Quanto al merito della questione, mi limito a ripetere ciò che l’INU ed io stesso sosteniamo da anni. Da un lato la necessità di eliminare con la prescrittività del piano generale, la concezione di un piano disegnato quale immutabile per 15, 20 o 40 anni, come è successo per Roma; ripristinando al contrario il master plan programmatico di origine razionalista, dal quale selezionare invece ogni 5 anni gli interventi più urgenti ed attuali. Dall’altro la necessità di cancellare l’uso generale dell’esproprio, il cui costo ai prezzi correnti è insostenibile dai Comuni e serve soltanto a remunerare la rendita urbana; sostituendolo con la perequazione compensativa regolamentata, che equamente chiede alla proprietà immobiliare di contribuire gratuitamente in aree e opere alla realizzazione della città pubblica, in cambio della edificabilità che il Comune concede con il piano. 


Si tratta, insomma, di applicare un modello urbanistico simile a quello della legge regionale della Emilia Romagna, che è quello migliore . Se ad esempio nella vicenda del piano di Roma fosse stato in vigore questo modello, non sarebbe neppure nata la discussione sulle dimensioni del nuovo piano; perché la legge riformista avrebbe eliminato giuridicamente il residuo del piano precedente, formulando un piano generale di indirizzo per il medio periodo e affidando ad un piano operativo le sole previsioni quinquennali ritenute adeguate. E le nuove previsioni operative avrebbero fornito gratuitamente le aree e le opere della città pubblica, con la cessione perequativa regolamentata.


La polemica disciplinare, purtroppo, non ha aiutato la politica a prendere le decisioni che le competono; anche perché i massimalisti hanno opposto al modello riformista semplice ed efficiente, soltanto la ostinata difesa del vecchio modello che proprio non funziona ed è stato peggiorato dalle modifiche introdotte dalla Corte Costituzionale.

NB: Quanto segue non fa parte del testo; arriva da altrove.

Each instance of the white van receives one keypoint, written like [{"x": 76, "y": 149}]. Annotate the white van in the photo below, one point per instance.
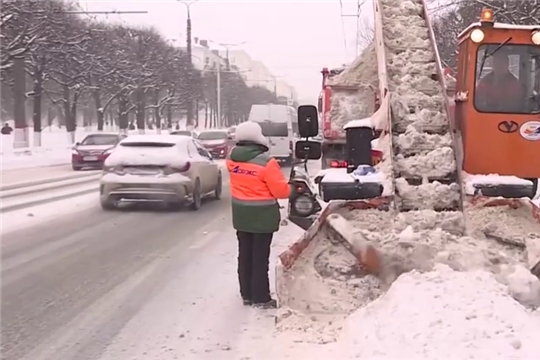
[{"x": 276, "y": 122}]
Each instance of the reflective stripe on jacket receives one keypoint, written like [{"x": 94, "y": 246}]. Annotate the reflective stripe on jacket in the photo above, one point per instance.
[{"x": 256, "y": 183}]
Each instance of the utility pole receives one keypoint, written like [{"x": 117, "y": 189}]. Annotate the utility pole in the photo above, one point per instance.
[
  {"x": 357, "y": 16},
  {"x": 189, "y": 105},
  {"x": 19, "y": 94},
  {"x": 218, "y": 92}
]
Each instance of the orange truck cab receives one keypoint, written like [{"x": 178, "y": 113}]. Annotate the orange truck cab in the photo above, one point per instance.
[{"x": 497, "y": 111}]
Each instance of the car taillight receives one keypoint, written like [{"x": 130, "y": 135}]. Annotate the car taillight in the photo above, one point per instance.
[
  {"x": 108, "y": 152},
  {"x": 118, "y": 170},
  {"x": 338, "y": 164},
  {"x": 169, "y": 170}
]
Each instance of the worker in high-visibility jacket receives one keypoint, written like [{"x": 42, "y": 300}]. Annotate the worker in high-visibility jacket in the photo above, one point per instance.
[{"x": 256, "y": 184}]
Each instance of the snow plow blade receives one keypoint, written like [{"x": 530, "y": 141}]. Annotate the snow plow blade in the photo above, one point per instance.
[
  {"x": 329, "y": 221},
  {"x": 366, "y": 254}
]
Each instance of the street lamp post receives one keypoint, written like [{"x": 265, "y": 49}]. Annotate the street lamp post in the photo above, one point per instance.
[{"x": 189, "y": 107}]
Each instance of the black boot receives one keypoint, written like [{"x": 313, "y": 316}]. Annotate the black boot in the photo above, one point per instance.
[{"x": 271, "y": 304}]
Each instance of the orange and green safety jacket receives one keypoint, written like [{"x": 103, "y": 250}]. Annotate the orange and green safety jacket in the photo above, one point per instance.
[{"x": 256, "y": 184}]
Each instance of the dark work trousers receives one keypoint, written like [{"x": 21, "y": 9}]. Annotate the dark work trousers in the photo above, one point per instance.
[{"x": 253, "y": 258}]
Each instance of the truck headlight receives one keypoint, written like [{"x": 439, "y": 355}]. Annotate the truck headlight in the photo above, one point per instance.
[
  {"x": 303, "y": 205},
  {"x": 535, "y": 37},
  {"x": 477, "y": 36}
]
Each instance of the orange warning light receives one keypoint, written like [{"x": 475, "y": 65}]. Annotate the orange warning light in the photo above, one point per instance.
[{"x": 487, "y": 15}]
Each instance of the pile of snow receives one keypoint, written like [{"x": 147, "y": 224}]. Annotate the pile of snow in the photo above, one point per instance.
[
  {"x": 443, "y": 314},
  {"x": 350, "y": 105}
]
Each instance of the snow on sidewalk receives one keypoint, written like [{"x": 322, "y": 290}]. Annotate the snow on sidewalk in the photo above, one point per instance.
[{"x": 443, "y": 314}]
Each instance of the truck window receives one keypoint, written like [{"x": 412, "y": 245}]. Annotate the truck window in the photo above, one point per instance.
[
  {"x": 274, "y": 129},
  {"x": 508, "y": 82}
]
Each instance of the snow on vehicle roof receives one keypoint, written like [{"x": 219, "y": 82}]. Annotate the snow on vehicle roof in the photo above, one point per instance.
[
  {"x": 157, "y": 150},
  {"x": 106, "y": 133},
  {"x": 500, "y": 26},
  {"x": 272, "y": 112},
  {"x": 159, "y": 139},
  {"x": 366, "y": 122}
]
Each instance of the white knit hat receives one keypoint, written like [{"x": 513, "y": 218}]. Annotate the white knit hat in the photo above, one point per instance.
[{"x": 250, "y": 131}]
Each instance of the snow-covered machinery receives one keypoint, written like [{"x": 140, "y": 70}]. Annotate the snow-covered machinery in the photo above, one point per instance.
[
  {"x": 432, "y": 209},
  {"x": 340, "y": 100}
]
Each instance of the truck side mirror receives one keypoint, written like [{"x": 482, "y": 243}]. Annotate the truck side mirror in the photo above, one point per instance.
[
  {"x": 308, "y": 121},
  {"x": 305, "y": 149}
]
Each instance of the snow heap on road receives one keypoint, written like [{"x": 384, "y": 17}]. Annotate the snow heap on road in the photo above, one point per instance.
[
  {"x": 443, "y": 314},
  {"x": 351, "y": 104}
]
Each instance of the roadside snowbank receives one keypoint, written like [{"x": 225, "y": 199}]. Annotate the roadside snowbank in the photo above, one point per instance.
[{"x": 443, "y": 314}]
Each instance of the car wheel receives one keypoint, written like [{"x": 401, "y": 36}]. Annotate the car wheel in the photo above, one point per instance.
[
  {"x": 219, "y": 188},
  {"x": 108, "y": 204},
  {"x": 197, "y": 197}
]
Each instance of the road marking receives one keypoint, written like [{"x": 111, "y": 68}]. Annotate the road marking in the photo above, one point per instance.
[{"x": 205, "y": 238}]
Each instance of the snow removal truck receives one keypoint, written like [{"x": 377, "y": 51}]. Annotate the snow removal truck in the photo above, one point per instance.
[{"x": 455, "y": 188}]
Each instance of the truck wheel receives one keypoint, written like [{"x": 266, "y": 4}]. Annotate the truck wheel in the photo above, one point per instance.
[{"x": 197, "y": 197}]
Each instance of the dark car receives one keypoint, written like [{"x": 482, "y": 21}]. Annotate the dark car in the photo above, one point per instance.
[
  {"x": 216, "y": 142},
  {"x": 93, "y": 150}
]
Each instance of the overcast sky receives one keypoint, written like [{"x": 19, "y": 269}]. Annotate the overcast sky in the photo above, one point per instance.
[{"x": 293, "y": 38}]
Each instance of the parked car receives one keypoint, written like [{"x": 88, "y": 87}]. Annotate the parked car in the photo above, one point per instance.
[
  {"x": 170, "y": 169},
  {"x": 193, "y": 133},
  {"x": 232, "y": 132},
  {"x": 94, "y": 149},
  {"x": 217, "y": 142}
]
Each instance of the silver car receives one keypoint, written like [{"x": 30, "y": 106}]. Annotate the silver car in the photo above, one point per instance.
[{"x": 160, "y": 168}]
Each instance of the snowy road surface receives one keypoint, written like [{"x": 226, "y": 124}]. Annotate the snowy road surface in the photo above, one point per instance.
[
  {"x": 16, "y": 176},
  {"x": 143, "y": 284}
]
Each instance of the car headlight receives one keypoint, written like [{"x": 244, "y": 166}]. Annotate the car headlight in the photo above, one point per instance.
[{"x": 303, "y": 205}]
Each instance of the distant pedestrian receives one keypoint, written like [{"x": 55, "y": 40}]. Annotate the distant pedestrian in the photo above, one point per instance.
[
  {"x": 256, "y": 184},
  {"x": 6, "y": 129}
]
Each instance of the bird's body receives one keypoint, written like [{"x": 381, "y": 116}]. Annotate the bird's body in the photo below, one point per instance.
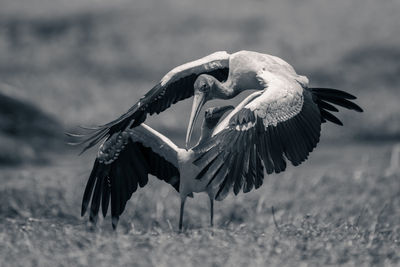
[{"x": 279, "y": 122}]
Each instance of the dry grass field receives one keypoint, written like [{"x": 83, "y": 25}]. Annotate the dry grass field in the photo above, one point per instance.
[{"x": 85, "y": 62}]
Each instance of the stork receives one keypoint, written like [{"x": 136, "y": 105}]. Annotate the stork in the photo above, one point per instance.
[
  {"x": 279, "y": 122},
  {"x": 126, "y": 159}
]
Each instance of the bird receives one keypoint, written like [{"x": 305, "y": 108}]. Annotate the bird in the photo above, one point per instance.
[
  {"x": 279, "y": 122},
  {"x": 124, "y": 162}
]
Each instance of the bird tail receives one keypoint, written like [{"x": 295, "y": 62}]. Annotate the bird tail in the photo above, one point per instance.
[{"x": 326, "y": 97}]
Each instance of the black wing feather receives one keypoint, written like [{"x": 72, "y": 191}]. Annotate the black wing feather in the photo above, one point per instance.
[
  {"x": 245, "y": 148},
  {"x": 324, "y": 97},
  {"x": 121, "y": 178},
  {"x": 158, "y": 99}
]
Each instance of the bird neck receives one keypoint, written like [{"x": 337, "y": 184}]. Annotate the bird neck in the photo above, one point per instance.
[
  {"x": 225, "y": 90},
  {"x": 206, "y": 131}
]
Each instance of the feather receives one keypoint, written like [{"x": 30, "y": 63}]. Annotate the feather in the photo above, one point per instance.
[{"x": 328, "y": 116}]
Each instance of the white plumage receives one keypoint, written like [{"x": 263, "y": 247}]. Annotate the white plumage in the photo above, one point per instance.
[{"x": 280, "y": 122}]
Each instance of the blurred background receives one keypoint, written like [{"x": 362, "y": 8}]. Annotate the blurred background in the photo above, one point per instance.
[{"x": 84, "y": 62}]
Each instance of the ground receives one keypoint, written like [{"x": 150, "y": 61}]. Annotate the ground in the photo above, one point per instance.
[
  {"x": 337, "y": 208},
  {"x": 84, "y": 62}
]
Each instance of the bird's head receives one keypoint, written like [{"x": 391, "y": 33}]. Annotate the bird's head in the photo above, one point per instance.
[{"x": 203, "y": 92}]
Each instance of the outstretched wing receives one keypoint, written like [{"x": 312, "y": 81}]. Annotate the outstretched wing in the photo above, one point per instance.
[
  {"x": 175, "y": 86},
  {"x": 283, "y": 123},
  {"x": 123, "y": 163}
]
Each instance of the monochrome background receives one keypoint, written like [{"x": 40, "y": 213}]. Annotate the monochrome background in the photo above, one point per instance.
[{"x": 84, "y": 62}]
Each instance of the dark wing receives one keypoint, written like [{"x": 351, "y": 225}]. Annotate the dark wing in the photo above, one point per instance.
[
  {"x": 284, "y": 123},
  {"x": 175, "y": 86},
  {"x": 123, "y": 163},
  {"x": 326, "y": 97}
]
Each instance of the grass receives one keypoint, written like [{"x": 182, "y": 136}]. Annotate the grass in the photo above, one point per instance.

Resta il fatto che anche in questo caso, la politica non ha saputo fare le sue scelte.

Dal canto loro, gli urbanisti che si oppongono alla soluzione riformista, non potendo difendere l’uso odierno dell’esproprio, hanno descritto falsamente la perequazione compensativa regolamentata – cioè stabilita a priori dal piano, senza nessuna contrattazione —, sostenendo che si tratta dell’urbanistica contrattata; che, invece, è proprio il frutto perverso del vecchio modello di piano da loro sostenuto, che fatica a morire e sopravvive persino in qualche caso in Emilia Romagna, malgrado la nuova legge.. Mentre per difendere la ormai ingiustificabile prescrittività sine die delle previsioni private del vecchio piano, hanno usato polemicamente la vicenda del piano di Roma; nella quale il Comune è stato costretto ad operare con la vecchia legge regionale imposta dai massimalisti, con un risultato certamente meno efficace di quanto avrebbe permesso la legge riformista.

Una nuova polemica ha aperto il progetto di legge di stampo chiaramente riformista presentato recentemente in Parlamento, che affronta minuziosamente tutta la problematica del governo territoriale; c’è chi non l’ha neppure capito appieno, scambiandolo con una proposta neoliberista, altri vorrà approfittarne per introdurre emendamenti di destra da richiedere al governo delle larghe intese. Il rischio è quello di una trafila parlamentare senza fine, o peggio di un compromesso nefasto indotto dallo stallo politico; io credo, invece, che senza fare dell’antipolitica rifiutando polemicamente il testo onnicomprensivo, agli innovatori pragmatici dell’Istituto Nazionale di Urbanistica convenga, in attesa di dare battaglia sulla legge generale in Commissione, presentare subito una legge molto sintetica capace di sostituire immediatamente la ormai insopportabile, vecchia legge del 1942.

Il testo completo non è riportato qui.